Bid vs Ask and Market Order vs Limit Order

September 23, 2024

Buying a security can be like purchasing a car. You do your research, shop around, and decide on a vehicle you feel best suited to get you from point A to point B. In the same way investments can help get you from where you are now to a desired destination such as a vacation, retirement, or financial freedom.

Bid/Ask

With securities there are bid and ask prices. The bid is a price someone is willing to buy, and the ask is a price someone is willing to sell. The difference between these two prices is called the spread. A large spread will generally mean that the security is less liquid than one with a smaller spread. So, think of the demand for a vehicle such as a Ford Pinto verse a Toyota Camry. Many Toyota Camrys are sold new and used every year so it’s easy to determine the worth of the vehicle on the open market, while conversely a Ford Pinto is no longer in production and not many are available used so there is not likely to be consistent pricing. The Camry would have a smaller spread which is important for price stability and possibly lower costs.

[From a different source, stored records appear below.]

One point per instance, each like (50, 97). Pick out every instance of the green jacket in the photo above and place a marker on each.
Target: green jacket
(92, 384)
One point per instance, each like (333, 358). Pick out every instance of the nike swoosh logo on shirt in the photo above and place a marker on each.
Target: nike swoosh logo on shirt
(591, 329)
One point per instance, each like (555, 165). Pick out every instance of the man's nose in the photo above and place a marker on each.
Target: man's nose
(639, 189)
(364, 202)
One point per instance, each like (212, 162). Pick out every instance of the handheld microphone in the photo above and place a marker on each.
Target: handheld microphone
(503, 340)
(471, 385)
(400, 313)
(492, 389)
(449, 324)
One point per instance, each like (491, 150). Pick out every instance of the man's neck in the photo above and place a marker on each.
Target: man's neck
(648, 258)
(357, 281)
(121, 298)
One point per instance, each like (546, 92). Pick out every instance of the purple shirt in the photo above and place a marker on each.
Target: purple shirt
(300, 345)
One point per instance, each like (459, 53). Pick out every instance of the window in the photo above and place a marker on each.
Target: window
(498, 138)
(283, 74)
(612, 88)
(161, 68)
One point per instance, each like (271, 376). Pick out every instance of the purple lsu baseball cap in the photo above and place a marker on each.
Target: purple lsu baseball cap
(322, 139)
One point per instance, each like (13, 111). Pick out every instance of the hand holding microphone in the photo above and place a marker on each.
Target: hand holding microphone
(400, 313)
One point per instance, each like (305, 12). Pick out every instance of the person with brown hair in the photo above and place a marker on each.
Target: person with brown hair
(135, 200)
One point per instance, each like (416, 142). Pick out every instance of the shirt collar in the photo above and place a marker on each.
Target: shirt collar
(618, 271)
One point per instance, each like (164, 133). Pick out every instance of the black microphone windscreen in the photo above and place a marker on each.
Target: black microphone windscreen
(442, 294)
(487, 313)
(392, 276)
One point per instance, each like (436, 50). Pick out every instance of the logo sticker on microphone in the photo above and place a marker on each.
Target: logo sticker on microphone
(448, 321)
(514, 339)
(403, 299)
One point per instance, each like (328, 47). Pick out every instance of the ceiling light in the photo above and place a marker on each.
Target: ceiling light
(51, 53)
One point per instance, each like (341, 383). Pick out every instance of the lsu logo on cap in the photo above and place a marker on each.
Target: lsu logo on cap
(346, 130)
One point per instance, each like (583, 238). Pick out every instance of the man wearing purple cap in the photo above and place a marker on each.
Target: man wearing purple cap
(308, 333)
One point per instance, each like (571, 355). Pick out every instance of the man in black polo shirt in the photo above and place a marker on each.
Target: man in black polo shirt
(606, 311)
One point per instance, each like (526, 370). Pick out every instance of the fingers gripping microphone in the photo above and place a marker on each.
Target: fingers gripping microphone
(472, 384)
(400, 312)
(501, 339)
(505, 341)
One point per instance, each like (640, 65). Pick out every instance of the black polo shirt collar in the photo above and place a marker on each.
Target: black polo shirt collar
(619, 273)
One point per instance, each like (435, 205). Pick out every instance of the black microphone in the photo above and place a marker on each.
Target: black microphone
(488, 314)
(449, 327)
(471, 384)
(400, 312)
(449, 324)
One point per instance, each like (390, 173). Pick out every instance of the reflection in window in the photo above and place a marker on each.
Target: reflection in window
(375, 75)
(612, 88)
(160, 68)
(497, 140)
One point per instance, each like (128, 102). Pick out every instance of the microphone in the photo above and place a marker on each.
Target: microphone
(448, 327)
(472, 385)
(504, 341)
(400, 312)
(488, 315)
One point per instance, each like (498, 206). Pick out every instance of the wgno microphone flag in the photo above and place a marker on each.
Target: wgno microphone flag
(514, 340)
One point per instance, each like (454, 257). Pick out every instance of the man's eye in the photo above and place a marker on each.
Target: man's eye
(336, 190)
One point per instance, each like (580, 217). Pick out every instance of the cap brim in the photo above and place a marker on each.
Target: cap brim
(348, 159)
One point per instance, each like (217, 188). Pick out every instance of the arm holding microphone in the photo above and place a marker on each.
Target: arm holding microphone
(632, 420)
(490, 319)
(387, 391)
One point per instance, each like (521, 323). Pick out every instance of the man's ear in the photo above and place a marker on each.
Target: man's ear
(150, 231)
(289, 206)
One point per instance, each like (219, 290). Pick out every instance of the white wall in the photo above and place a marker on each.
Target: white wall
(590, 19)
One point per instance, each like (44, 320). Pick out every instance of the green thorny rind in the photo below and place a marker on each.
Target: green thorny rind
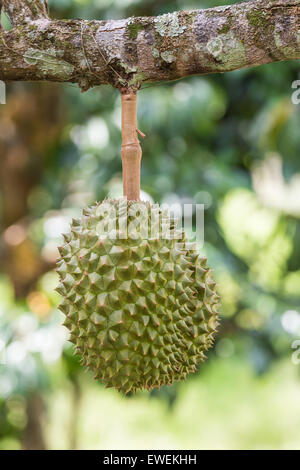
(140, 311)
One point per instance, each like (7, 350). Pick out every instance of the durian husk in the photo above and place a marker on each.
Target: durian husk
(141, 310)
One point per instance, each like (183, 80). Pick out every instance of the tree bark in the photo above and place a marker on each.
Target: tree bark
(128, 53)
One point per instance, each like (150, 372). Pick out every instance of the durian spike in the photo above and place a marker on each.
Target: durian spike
(131, 151)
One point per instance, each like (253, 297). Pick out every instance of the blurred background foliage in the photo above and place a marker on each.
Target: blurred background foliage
(229, 141)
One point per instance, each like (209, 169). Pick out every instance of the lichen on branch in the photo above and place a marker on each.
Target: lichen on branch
(128, 53)
(23, 11)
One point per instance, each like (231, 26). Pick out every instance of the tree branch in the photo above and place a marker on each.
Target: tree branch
(23, 11)
(128, 53)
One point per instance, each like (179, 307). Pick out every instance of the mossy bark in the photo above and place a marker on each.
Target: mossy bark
(128, 53)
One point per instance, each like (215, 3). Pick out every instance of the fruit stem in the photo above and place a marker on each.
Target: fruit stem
(131, 151)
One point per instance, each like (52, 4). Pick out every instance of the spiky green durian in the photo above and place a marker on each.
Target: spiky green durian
(141, 306)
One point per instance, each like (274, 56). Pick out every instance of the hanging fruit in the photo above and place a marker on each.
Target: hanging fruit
(140, 304)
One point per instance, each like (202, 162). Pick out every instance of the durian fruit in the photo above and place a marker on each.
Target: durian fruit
(143, 309)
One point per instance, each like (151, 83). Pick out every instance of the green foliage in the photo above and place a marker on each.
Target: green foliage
(229, 141)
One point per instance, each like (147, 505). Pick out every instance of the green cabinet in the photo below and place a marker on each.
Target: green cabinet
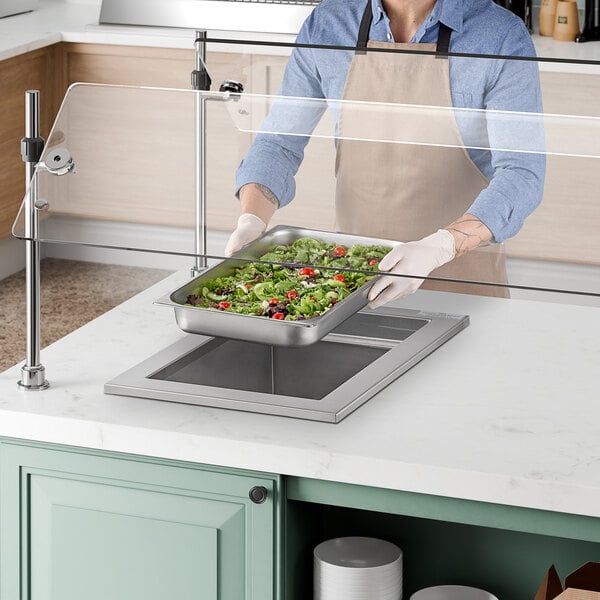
(77, 525)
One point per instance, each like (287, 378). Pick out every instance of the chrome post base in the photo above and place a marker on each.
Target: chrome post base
(33, 378)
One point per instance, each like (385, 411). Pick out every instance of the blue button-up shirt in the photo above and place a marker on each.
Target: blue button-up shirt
(478, 27)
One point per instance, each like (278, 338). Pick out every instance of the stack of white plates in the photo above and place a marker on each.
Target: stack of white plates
(357, 568)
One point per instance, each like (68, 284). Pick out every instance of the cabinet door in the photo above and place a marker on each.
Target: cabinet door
(78, 526)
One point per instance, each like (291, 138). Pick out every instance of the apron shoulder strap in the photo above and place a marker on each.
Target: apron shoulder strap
(364, 29)
(443, 43)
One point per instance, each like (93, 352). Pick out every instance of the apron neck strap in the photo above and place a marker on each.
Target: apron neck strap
(443, 43)
(364, 29)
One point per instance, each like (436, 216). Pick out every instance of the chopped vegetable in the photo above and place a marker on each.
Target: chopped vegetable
(289, 290)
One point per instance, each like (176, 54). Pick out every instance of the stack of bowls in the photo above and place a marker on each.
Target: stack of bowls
(357, 568)
(452, 592)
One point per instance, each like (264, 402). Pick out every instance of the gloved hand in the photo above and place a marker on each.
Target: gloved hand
(412, 258)
(249, 227)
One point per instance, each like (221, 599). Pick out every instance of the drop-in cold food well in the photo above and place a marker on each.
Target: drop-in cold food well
(347, 367)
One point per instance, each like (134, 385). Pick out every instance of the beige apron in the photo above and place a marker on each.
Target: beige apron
(405, 191)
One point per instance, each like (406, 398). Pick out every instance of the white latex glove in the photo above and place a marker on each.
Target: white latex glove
(249, 227)
(412, 258)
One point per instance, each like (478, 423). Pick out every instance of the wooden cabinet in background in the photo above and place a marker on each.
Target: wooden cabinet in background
(560, 229)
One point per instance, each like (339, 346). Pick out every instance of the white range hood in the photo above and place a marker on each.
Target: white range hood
(264, 16)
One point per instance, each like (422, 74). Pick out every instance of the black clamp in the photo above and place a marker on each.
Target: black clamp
(31, 149)
(201, 80)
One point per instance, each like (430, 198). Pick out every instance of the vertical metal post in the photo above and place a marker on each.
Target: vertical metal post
(200, 81)
(32, 373)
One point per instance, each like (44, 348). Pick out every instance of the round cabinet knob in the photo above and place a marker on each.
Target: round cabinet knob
(258, 494)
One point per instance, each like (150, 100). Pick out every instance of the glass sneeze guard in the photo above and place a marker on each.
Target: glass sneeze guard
(132, 186)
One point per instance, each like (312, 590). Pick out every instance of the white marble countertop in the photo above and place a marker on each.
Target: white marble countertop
(507, 411)
(77, 21)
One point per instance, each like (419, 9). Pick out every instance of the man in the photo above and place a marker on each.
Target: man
(443, 201)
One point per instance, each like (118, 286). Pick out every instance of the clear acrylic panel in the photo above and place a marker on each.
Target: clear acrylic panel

So, when placing a buy order for the security you want to be aware of the spread. For example, if you are going to buy XYZ stock at Schwab you will see a Bid of $100.36 (4) AMEX and an Ask of $100.38 (6) CBOE. This shows a spread of $0.02 cents with 4 buyers and 6 sellers with the best prices being on two different exchanges. We are generally looking for a narrow spread for price certainty if/when we need to liquidate an investment.

Market/Limit Orders

If an investor wants to make sure they get a certain quantity of shares they would place a market order, while they would have no control over the price it would ensure execution of the buy/sell. This would be equivalent to walking into a dealership and paying the sticker price of a vehicle with no questions asked because you are keen to secure it the same day. If the investor was more worried about getting the stock at a particular price, then they would place a buy limit order. Market orders are more ideal for securities with tighter spreads whereas limit orders are useful when trying to buy/sell a thinly traded security. Using limit orders to purchase stocks and ETFs is more advantageous.

Custodian

Once you have your price range and budget you start looking for a dealership that can accommodate your parameters, which can vary greatly with the different sellers. Similarly, when trading securities each custodian will show you the pricing and charge differently for trades. Picking the right place to purchase a vehicle, car or investment, can make a big difference in additional costs and possible hidden fees

Conclusion

Fruition Financial strives to reduce expenses when buying and/or selling investments. We are cognizant of bid/ask prices as well as placing limit orders when appropriate. These small details add up over the life of a portfolio and should be considered. We are committed to partnering with companies that provide value and increase the overall client experience.